I’m always impressed by change-makers who are taking on large, seemingly intractable problems with novel approaches or innovative solutions. A friend of mine, Christine Moseley, is the founder and CEO of Full Harvest, a startup that has achieved considerable success working on creating markets for imperfect produce — “ugly” fruits and vegetables that would have been thrown out due to their look, but that have nutritive value and are fine to consume. I love what Christine has done to repurpose and redirect a source of food waste into a meaningful source of value stream for producers, distributors and consumers.

Dana Gunders, the Executive Director of ReFED, is another great example of a mission-driven leader who is catalyzing awareness of the food waste crisis. Dana’s organization ReFED is bringing public and private sector leaders together to help advance data-driven solutions to food loss and waste.

You are a person of enormous influence. If you could inspire a movement that would bring the most amount of good to the most amount of people, what would that be? You never know what your idea can trigger. 🙂

I would encourage every single person to think about the climate impact of their daily actions and consumption decisions, from what they eat, to the clothes they wear and how they travel. There is no bigger challenge we face than climate change, and it’s going to take a consumer-driven revolution in how and what we consume to drive companies and governments to change how they do business and set the rules of the road.

Is there a person in the world, or in the US with whom you would love to have a private breakfast or lunch, and why? He or she might just see this, especially if we tag them. 🙂

Barack Obama, hands down. I’ve always admired thinker-doers who can move between thought and action, and few in our time have done that as well as President Obama. To me, he embodies the Gandhian mantra, “be the change you want to see in the world,” and he has made an impact while maintaining grace under pressure, the highest personal integrity, and an incredibly positive attitude.

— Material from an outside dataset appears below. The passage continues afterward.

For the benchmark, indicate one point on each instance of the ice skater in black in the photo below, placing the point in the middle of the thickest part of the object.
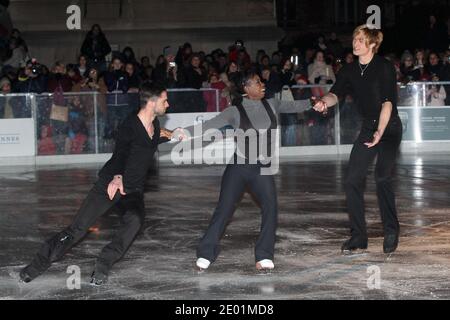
(120, 184)
(256, 116)
(372, 81)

How can our readers further follow your work online?

We would love to have folks who are interested in combating food waste check out our technology tools by visiting our website at www.hellotherma.com, or follow us and help amplify our message by searching from Therma° on LinkedIn, Twitter, Facebook, and Instagram. Feel free to reach out to us directly at [email protected] if you’re interested in learning more about our company, our team, or getting involved in the fight to save our food and our planet!

This was very meaningful, thank you so much, and we wish you only continued success.

Thank you for having me! It’s been a pleasure to be part of this conversation.